I M Perfect lady


Try and Make Nice.

"The Artist committing himself to his calling has volunteered for hell, whether he knows it or not. He will be dining for the duration on a diet of isolation, rejection, self-doubt, despair, ridicule, contempt, and humiliation."  Steven Pressfield

This is a true statement…in my experience as I attempt to follow what I see is my calling, in speaking up as a victim of sexual abuse…and using my Art Therapy Quilts as a way to raise awareness, to foster courage and allow others who find themselves in opposition with their families due to abuse.

It truly never was a dream of mine to be a thorn in the side of many or to live unveiled and without secrets, or to experience in life contempt, disdain, rejection isolation from family…whose eventual outcome was estrangement.

 I had never been one to make waves within the family and would have done most anything so as not to be ridiculed or seen with sheer contempt….and yet, now I am literally and consciously doing things that bring out the worst in my family.  I do so, not to anger them, but to do what I feel is my soul's work.

In order to live what I believe, I will knowingly upset them…more than I already have.

I even contemplated my own actions or non-actions and wondered just where am I…when my body and intuition or spirit refuses to even behave in a way as one person put it, human.

And then I swing back to the reasons I am doing this new calling gig that was chosen for me.  Now there is non-human behavior…when a father abuses his child.

 Last night I had asked in desperation, just what is my intentions, am I acting inhumane?  Have I lost it?  What is the landscape and where do I stand? Is this agitator lifestyle my lot in life now?  Am I unable to be kind or nice or social when it comes to my family of origin?  Is this forever?  The new unliked me among them?

I had dreams last night…two of them.  Both were of adults acting in inappropriate ways, with children present and the adults unconcerned in the least.  As I tried to reason with them, they wouldn't take me serious…

I awoke with a feeling that it isn't I who is acting unusual…

I understand that I was dreaming.
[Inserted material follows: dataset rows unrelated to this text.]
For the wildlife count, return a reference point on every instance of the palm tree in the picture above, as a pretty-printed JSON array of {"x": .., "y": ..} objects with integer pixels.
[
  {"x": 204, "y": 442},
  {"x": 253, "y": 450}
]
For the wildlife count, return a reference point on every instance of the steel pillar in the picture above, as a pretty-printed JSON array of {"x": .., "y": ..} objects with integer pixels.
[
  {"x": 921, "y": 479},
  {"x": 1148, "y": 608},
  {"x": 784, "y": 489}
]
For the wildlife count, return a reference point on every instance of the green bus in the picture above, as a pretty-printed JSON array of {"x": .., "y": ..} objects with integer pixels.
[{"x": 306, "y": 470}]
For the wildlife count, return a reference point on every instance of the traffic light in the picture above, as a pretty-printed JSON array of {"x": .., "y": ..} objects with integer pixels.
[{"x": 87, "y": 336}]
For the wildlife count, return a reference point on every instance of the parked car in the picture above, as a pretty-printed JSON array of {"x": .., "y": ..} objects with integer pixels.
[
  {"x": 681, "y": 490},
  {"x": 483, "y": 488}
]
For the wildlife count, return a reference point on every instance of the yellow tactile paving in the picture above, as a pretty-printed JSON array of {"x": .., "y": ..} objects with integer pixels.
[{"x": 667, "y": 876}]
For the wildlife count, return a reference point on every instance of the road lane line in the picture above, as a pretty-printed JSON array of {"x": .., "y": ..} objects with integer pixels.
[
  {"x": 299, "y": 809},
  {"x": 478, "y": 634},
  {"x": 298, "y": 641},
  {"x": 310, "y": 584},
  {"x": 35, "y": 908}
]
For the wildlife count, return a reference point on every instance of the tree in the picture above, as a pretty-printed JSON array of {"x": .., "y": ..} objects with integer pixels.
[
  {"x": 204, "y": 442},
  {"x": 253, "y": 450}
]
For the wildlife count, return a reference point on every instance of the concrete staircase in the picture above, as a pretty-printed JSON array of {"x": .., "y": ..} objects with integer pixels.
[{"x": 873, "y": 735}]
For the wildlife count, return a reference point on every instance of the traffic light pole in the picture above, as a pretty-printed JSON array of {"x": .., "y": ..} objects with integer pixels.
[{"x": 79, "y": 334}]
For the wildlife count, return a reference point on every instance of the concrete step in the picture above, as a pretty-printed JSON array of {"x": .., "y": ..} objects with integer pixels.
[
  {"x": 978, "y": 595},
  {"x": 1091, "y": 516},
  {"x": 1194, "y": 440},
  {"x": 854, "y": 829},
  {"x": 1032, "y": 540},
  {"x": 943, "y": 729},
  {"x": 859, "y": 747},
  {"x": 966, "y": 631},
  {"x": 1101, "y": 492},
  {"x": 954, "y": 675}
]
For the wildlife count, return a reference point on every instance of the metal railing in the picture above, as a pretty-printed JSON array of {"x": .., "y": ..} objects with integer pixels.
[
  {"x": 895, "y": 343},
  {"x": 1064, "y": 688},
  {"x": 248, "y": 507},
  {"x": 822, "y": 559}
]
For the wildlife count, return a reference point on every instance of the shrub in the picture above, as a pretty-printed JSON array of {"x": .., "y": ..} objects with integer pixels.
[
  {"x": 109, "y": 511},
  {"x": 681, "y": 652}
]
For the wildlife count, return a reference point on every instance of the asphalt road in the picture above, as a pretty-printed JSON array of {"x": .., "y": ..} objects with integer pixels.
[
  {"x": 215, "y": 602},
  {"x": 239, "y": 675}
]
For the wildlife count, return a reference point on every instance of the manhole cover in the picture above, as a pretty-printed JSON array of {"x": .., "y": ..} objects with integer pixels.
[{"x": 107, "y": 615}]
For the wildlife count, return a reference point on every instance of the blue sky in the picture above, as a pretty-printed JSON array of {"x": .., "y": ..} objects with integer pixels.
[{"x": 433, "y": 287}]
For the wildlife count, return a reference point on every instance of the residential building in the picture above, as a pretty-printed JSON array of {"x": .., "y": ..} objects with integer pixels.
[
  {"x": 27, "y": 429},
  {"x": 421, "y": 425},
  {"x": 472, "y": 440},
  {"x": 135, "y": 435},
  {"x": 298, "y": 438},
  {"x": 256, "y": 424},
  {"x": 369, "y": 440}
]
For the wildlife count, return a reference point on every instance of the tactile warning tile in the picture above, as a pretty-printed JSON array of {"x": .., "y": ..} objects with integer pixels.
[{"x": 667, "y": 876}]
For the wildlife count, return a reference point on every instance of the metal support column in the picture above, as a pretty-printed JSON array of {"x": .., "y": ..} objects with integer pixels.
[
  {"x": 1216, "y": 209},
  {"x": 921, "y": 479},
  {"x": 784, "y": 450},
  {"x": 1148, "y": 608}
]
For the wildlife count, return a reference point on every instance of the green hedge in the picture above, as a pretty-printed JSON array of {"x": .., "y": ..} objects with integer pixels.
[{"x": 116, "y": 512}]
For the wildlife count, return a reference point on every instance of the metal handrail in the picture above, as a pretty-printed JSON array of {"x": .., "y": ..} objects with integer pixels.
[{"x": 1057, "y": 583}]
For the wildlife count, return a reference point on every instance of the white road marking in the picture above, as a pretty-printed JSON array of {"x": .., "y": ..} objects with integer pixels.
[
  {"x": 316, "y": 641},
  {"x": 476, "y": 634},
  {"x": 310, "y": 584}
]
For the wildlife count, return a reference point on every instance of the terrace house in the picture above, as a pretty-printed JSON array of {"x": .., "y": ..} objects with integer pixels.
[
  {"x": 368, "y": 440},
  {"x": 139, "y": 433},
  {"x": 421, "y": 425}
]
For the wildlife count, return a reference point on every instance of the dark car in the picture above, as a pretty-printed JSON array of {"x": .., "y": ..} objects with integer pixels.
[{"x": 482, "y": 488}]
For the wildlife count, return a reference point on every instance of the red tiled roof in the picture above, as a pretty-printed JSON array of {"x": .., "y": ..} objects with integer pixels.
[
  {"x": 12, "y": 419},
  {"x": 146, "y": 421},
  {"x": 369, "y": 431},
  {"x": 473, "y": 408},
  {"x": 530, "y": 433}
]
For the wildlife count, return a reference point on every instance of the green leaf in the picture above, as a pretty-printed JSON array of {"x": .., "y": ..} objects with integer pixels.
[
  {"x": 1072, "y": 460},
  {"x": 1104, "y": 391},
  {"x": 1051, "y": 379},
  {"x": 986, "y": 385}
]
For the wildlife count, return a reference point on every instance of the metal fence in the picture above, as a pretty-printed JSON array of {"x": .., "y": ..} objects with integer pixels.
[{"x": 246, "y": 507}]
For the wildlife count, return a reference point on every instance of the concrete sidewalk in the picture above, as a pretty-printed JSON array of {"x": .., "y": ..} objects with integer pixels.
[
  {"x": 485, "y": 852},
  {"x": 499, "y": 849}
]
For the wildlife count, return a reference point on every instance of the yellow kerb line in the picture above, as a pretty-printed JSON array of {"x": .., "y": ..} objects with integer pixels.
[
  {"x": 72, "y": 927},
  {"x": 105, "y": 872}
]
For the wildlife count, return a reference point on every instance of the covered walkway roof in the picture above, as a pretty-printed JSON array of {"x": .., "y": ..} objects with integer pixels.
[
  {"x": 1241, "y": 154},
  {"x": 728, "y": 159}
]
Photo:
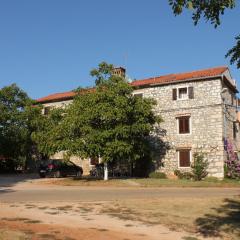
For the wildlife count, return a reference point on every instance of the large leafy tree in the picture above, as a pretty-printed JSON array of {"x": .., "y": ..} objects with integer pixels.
[
  {"x": 17, "y": 114},
  {"x": 210, "y": 10},
  {"x": 106, "y": 122}
]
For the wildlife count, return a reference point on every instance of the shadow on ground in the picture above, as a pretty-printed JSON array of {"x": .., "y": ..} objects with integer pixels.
[
  {"x": 226, "y": 220},
  {"x": 9, "y": 180}
]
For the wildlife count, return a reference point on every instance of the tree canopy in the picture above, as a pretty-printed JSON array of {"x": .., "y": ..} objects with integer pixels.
[
  {"x": 107, "y": 121},
  {"x": 17, "y": 114},
  {"x": 210, "y": 10}
]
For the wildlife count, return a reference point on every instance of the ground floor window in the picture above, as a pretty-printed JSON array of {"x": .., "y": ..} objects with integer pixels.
[
  {"x": 94, "y": 161},
  {"x": 184, "y": 157}
]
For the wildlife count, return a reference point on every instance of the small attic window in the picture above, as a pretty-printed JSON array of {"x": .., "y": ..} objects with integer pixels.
[{"x": 46, "y": 110}]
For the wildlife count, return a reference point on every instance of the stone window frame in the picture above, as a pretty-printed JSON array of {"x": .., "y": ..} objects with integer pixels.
[
  {"x": 187, "y": 94},
  {"x": 138, "y": 94},
  {"x": 190, "y": 124},
  {"x": 178, "y": 157}
]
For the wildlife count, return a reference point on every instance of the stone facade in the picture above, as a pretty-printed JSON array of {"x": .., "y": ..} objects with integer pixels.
[{"x": 206, "y": 113}]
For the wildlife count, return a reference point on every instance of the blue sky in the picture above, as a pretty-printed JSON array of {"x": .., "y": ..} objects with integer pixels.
[{"x": 49, "y": 46}]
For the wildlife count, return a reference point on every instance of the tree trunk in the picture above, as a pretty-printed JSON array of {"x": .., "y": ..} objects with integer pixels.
[{"x": 105, "y": 171}]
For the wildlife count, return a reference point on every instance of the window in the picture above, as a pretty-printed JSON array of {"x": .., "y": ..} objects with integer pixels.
[
  {"x": 235, "y": 130},
  {"x": 94, "y": 161},
  {"x": 46, "y": 110},
  {"x": 184, "y": 158},
  {"x": 139, "y": 95},
  {"x": 183, "y": 124},
  {"x": 183, "y": 93}
]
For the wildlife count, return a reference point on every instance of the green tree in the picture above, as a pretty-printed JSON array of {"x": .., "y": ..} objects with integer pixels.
[
  {"x": 210, "y": 10},
  {"x": 107, "y": 122},
  {"x": 199, "y": 166},
  {"x": 17, "y": 113},
  {"x": 47, "y": 133}
]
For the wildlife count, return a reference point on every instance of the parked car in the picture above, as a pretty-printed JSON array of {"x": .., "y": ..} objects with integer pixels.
[{"x": 59, "y": 168}]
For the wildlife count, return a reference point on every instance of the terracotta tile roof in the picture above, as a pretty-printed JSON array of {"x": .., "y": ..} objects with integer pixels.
[
  {"x": 171, "y": 78},
  {"x": 57, "y": 96},
  {"x": 166, "y": 79}
]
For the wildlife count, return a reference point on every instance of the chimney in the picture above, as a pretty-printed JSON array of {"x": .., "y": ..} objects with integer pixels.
[{"x": 119, "y": 71}]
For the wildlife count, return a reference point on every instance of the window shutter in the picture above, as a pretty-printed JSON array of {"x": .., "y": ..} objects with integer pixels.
[
  {"x": 174, "y": 94},
  {"x": 190, "y": 93},
  {"x": 184, "y": 125},
  {"x": 184, "y": 158}
]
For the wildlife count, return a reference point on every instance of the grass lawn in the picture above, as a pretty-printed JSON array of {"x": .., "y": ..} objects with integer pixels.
[
  {"x": 144, "y": 182},
  {"x": 214, "y": 217}
]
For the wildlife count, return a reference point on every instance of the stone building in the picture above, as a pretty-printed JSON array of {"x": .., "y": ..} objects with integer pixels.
[{"x": 199, "y": 111}]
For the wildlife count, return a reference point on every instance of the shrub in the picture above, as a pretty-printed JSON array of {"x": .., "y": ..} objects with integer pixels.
[
  {"x": 159, "y": 175},
  {"x": 199, "y": 167},
  {"x": 232, "y": 165},
  {"x": 211, "y": 179},
  {"x": 183, "y": 175}
]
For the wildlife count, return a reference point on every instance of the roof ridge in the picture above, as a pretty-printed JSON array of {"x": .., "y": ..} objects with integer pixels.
[{"x": 194, "y": 71}]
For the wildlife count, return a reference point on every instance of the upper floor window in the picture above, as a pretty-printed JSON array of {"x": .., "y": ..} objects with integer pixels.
[
  {"x": 184, "y": 157},
  {"x": 46, "y": 110},
  {"x": 182, "y": 93},
  {"x": 183, "y": 125},
  {"x": 140, "y": 95}
]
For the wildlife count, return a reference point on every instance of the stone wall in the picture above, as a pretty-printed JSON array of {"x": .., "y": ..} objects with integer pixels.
[
  {"x": 207, "y": 126},
  {"x": 206, "y": 120}
]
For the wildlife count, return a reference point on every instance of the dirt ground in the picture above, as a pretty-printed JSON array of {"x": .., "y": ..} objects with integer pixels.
[
  {"x": 86, "y": 221},
  {"x": 175, "y": 217}
]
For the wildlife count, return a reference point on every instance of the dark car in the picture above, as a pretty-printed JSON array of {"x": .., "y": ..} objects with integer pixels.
[{"x": 59, "y": 168}]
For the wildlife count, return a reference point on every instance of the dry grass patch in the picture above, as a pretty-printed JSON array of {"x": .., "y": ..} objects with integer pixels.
[
  {"x": 144, "y": 182},
  {"x": 212, "y": 217}
]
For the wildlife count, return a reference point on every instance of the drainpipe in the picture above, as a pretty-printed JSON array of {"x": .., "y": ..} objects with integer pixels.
[{"x": 224, "y": 114}]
I also understand, that my dreams are a place where I find answers, when I ask in desperation…showing me clearly by the feelings of the dreams.

And then this morning continued to read Steven Pressfield's book, "The War of Art".

"Remember, the part of us that we imagine needs healing is not the part we create from; that part is far deeper and stronger. The part we create from can't be touched by anything our parents did, or society did. That part is unsullied, uncorrupted; soundproof, waterproof, and bulletproot. In fact, the more troubles we've got, the better and richer that part becomes."

So, IF I am reading this correctly, the more trouble I have in dealing/relating/socializing with my estranged family, the better and richer is my creativity…

Here is another section I loved….

"Resistance and Isolation"

"Friends sometimes ask, "Don't you get lonely sitting by yourself all day?"  At first it seemed odd to hear myself answer No. Then I realized that I was not alone; I was in the book; I was with the characters. I was with my Self."

"Not only do I not feel alone with my characters; they are more vivid and interesting to me than the people in my real life. If you think about it, the case can't be otherwise. In order for a book (or any project or enterprise) to hold our attention for the length of time it takes to unfold itself, it has to plug into some internal perplexity or passion that is paramount importance to us. That problem becomes the theme of our work, even if we can't at the start understand or articulate it. As the characters arise, each embodies infallibly an aspect of that dilemma, that perplexity.These characters might not be interesting to anyone else but they're absolutely fascinating to us. They are us. Meaner, smarter, sexier versions of ourselves. It's fun to be with them because they're wrestling with the same issues that has its hooks into us. They're our soul mates, our lovers, our best friends. Even the villians. Especially the villians."

"Even in a book like this, which has no characters, I don't feel alone because I'm imagining the reader, whom I conjure as an aspiring artist much like my own younger, less grizzled self, to whom I hope to impart a little starch and inspiration and prime, a little, with some hard-knocks wisdom and a few tricks of the trade." Steven

What I love about the Artist that he writes about….I can see this is how I am with the Lady Quilts….and then how I am as I write this blog.  I am isolated, rejected and looked at with contempt from my family….but, there are others like me who I am connected with as they view My Ladies…or read my words and experiences.

I guess what I know the most, is that my group or like minded folks are no longer my family…I don't resonate with understanding anymore.

Where I used to be one with them…I am now at odds…and it would insult my calling or soul's voice to try and make nice.